# HDMI-CEC on Joey?



## PhantomOG (Feb 7, 2007)

So happy to come home and see HDMI-CEC working on my Hopper!!! No more mid day calls from the wife and explaining how to switch sources on the receiver.

But does anyone know if the Joey is getting HDMI-CEC as well? It didn't seem to, but I have an off-brand TV connected to the Joey (TCL) so it might be the TV that doesn't support it.


----------



## some guy (Oct 27, 2012)

Yes, Joey supports CEC.


----------



## FarmerBob (Nov 28, 2002)

After reading an article that described all the different names manufacturers call their HDMI-CEC, come to find out my 2008 DLP has it. And a setting to turn it off too, which I am reading a lot of people want but don't have on theirs and I am seeing doesn't work the same as on does. I don't have ARC though. But it think the whole thing is a little late, 4 years for me and I only use my DLP purely as a monitor anyway. I got an HDMI AVR last February to replace my analog AVR and my HD equipment is no longer plugged directly into my TV and the AVR only needs one input on the TV. Over the past couple of weeks I have installed several various AVR's and see CEC more of a pain than a pleasure. If you have a remote along the lines of the H1, CEC is a moot point and life is so much easier. Now if the AVR has the smarts to regulate things logically as they are used which I have yet to see, the H1, that will negate the need for the H1 which is EOL and the replacement for it a step backwards, that would be great and fulfill the feature. So . . .

I just checked the Joey in the kitchen which is hooked up to a 35" Sony and they see eachother and it works to turn the TV on with the Joey power button and the TV has a settign for shutting off the device (Joey). But it doesn't work. One button on, but two, the same ol' thing, to turn off the two. I looked through the help and there is nothing listed as to how this is suppose to work. I'm hearing one thing and seeing several others.

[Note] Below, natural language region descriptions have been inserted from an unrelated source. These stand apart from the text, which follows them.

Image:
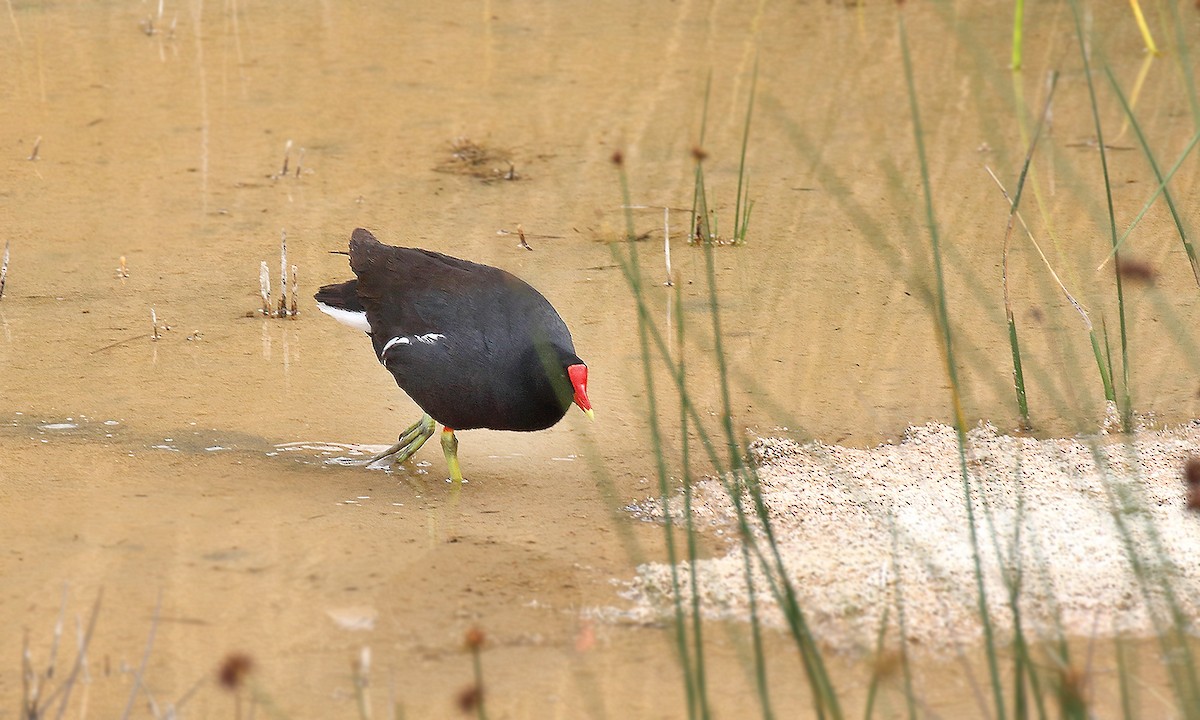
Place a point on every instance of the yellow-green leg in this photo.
(450, 447)
(409, 442)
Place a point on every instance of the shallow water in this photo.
(193, 469)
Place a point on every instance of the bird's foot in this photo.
(408, 442)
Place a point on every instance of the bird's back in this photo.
(473, 345)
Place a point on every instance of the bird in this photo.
(473, 346)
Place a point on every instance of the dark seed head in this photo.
(233, 670)
(1137, 271)
(1192, 480)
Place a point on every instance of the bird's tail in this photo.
(342, 295)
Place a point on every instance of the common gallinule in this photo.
(472, 345)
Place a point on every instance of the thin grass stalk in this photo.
(1023, 663)
(943, 319)
(738, 229)
(1127, 408)
(1105, 369)
(1153, 197)
(139, 677)
(1018, 23)
(1185, 685)
(1162, 183)
(819, 678)
(901, 622)
(63, 693)
(697, 634)
(1146, 37)
(1023, 403)
(1185, 60)
(1123, 675)
(873, 689)
(477, 664)
(699, 225)
(681, 636)
(1108, 357)
(749, 545)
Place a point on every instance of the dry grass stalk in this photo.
(264, 285)
(4, 268)
(295, 292)
(666, 243)
(287, 156)
(283, 273)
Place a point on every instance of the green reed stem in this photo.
(742, 216)
(643, 319)
(879, 659)
(697, 635)
(1127, 407)
(1023, 403)
(1158, 174)
(943, 321)
(1018, 23)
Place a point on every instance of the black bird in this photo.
(472, 345)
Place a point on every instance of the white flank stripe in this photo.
(354, 319)
(393, 342)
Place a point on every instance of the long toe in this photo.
(408, 443)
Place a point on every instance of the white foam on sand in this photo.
(838, 513)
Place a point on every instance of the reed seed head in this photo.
(1138, 271)
(1192, 481)
(233, 671)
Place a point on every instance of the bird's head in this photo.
(579, 376)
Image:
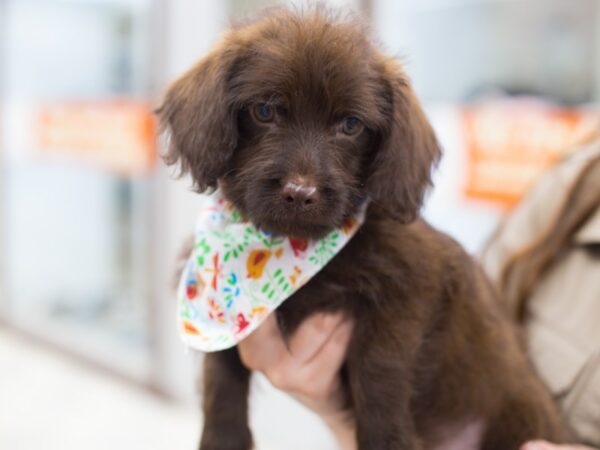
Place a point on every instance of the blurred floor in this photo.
(48, 401)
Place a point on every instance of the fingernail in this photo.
(535, 445)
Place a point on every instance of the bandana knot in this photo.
(237, 274)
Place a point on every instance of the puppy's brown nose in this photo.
(300, 191)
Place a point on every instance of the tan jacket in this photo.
(563, 326)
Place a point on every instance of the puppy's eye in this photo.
(263, 112)
(352, 125)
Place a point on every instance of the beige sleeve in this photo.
(531, 217)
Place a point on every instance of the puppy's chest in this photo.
(339, 286)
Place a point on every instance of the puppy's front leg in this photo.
(380, 391)
(225, 402)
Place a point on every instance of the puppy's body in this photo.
(299, 119)
(432, 349)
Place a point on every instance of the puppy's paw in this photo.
(229, 439)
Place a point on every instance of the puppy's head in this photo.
(298, 118)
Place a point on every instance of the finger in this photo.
(264, 347)
(543, 445)
(312, 334)
(290, 372)
(320, 375)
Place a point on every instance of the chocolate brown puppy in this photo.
(304, 99)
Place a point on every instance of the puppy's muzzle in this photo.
(300, 192)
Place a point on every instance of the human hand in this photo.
(308, 368)
(543, 445)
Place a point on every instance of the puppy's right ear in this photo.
(198, 111)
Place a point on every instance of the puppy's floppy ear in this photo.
(198, 111)
(401, 169)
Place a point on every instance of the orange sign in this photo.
(510, 143)
(117, 135)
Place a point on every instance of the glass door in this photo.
(77, 160)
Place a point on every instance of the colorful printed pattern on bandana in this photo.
(237, 275)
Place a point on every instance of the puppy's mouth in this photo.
(301, 215)
(296, 228)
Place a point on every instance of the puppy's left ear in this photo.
(199, 112)
(401, 171)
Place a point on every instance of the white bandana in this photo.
(237, 275)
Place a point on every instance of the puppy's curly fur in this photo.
(306, 95)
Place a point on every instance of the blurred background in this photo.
(91, 221)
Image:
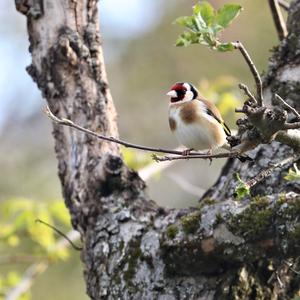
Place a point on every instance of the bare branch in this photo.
(278, 19)
(284, 4)
(247, 92)
(292, 109)
(252, 67)
(69, 123)
(268, 171)
(61, 234)
(203, 156)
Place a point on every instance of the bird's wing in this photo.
(214, 112)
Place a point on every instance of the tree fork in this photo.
(134, 249)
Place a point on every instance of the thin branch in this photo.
(268, 171)
(61, 234)
(252, 67)
(247, 92)
(232, 154)
(284, 4)
(37, 268)
(67, 122)
(278, 19)
(292, 109)
(295, 125)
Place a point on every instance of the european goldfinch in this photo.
(196, 122)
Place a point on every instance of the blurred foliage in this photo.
(205, 24)
(140, 74)
(22, 237)
(293, 174)
(135, 159)
(9, 281)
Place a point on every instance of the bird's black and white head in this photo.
(182, 91)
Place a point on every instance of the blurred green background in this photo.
(142, 64)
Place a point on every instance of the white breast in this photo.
(194, 135)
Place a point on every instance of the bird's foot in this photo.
(209, 152)
(186, 152)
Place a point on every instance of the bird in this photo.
(195, 121)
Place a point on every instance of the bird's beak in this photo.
(172, 94)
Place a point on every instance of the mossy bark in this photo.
(134, 249)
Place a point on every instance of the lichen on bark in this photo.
(134, 249)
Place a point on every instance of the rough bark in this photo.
(134, 249)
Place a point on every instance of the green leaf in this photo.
(59, 212)
(224, 47)
(227, 14)
(188, 22)
(206, 11)
(242, 190)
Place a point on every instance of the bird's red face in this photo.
(182, 91)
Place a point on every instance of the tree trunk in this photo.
(134, 249)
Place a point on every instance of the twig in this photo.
(247, 92)
(278, 19)
(37, 268)
(268, 171)
(292, 109)
(69, 123)
(60, 233)
(252, 67)
(284, 4)
(203, 156)
(295, 125)
(290, 265)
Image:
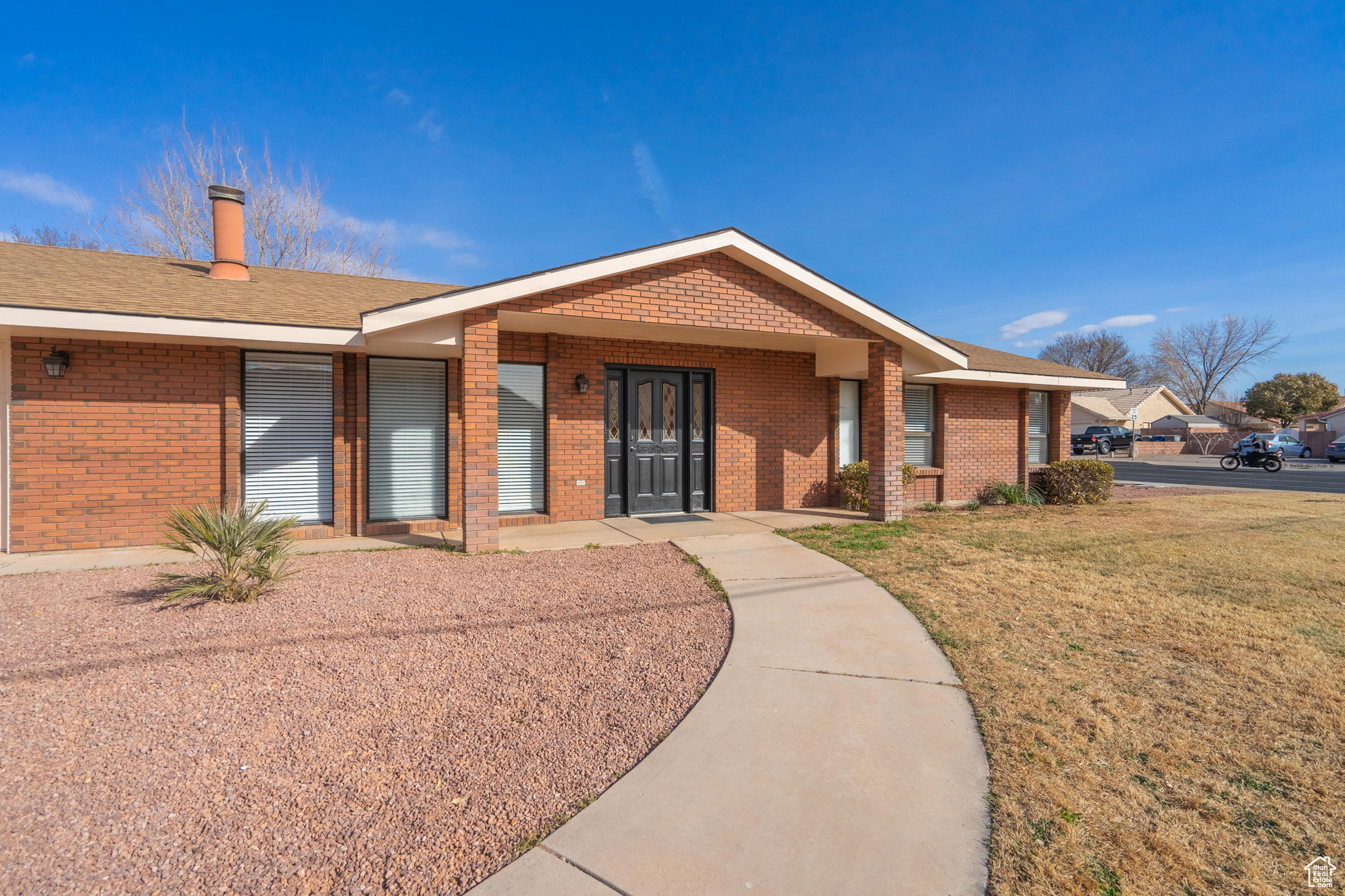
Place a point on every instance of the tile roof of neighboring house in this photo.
(1126, 399)
(1195, 420)
(1101, 407)
(983, 358)
(111, 282)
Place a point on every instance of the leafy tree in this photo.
(1289, 396)
(1196, 360)
(1101, 352)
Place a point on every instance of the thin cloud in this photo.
(44, 189)
(1122, 321)
(430, 127)
(1032, 322)
(652, 181)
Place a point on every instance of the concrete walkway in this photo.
(833, 754)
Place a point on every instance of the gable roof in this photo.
(116, 283)
(1126, 399)
(983, 358)
(730, 241)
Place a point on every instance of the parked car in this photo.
(1102, 439)
(1281, 442)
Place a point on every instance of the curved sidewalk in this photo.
(833, 754)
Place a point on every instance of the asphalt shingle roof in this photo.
(111, 282)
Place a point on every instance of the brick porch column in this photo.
(1061, 412)
(481, 430)
(886, 428)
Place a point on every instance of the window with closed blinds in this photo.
(919, 404)
(289, 434)
(407, 439)
(523, 439)
(1039, 428)
(849, 434)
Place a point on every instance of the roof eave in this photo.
(731, 241)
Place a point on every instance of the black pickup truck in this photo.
(1102, 439)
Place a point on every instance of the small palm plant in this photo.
(245, 552)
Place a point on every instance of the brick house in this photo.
(711, 373)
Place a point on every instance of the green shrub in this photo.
(855, 483)
(1011, 493)
(245, 555)
(1075, 482)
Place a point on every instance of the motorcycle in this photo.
(1243, 456)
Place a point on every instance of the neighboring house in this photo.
(1234, 413)
(1331, 420)
(711, 373)
(1188, 421)
(1113, 408)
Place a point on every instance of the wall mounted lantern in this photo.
(57, 362)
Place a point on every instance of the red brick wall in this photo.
(773, 438)
(980, 440)
(884, 427)
(711, 291)
(481, 483)
(102, 454)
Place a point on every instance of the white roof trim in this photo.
(1003, 378)
(177, 327)
(732, 243)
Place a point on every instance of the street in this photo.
(1176, 475)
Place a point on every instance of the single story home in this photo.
(1116, 408)
(1188, 421)
(1331, 420)
(709, 373)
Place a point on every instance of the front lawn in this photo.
(1159, 682)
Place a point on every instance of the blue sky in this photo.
(993, 173)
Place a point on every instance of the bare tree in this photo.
(1100, 352)
(49, 236)
(289, 225)
(1196, 360)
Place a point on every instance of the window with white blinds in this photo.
(919, 404)
(849, 434)
(1039, 428)
(289, 434)
(407, 439)
(523, 439)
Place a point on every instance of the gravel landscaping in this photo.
(385, 721)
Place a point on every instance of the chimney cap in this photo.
(233, 194)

I heard another rumour that a new more comprehensive built in user guide is suppose to be part of one of these updates. But when . . . .


----------



## PhantomOG (Feb 7, 2007)

FarmerBob said:


> I got an HDMI AVR last February to replace my analog AVR and my HD equipment is no longer plugged directly into my TV and the AVR only needs one input on the TV. Over the past couple of weeks I have installed several various AVR's and see CEC more of a pain than a pleasure. If you have a remote along the lines of the H1, CEC is a moot point and life is so much easier.


My experience with my Sony TV and Denon AVR (with HDMI) was great. Pushing the power button on the Hopper remote does the following:

1. Turn on the Hopper
2. Turn on the TV
3. Turn on the Denon AVR
4. Switch the Denon AVR to the source for the Hopper.

To me that is fantastic and completely negates the need to pay >$100 for a remote (which I personally find insane). When I'm done watching TV, pushing the one power button shuts everything off.

Their are use scenarios where this could be problematic though, like the one raised in another thread. Where if you are watching on one tv and want to pause, turn off that TV (without turning off the hopper) and continue watching on a Joey in another room. But in reality, I don't see how that limitation doesn't also effect a pricey remote as well. Either you have a macro to turn them all off, or individually and you don't save any button presses.

A good solution would be for Dish to update the firmware to not abandon a paused tuner on power off, unless necessary for a timer.


----------



## some guy (Oct 27, 2012)

Thats a pretty great suggestion. I bet we see that sooner than later.


----------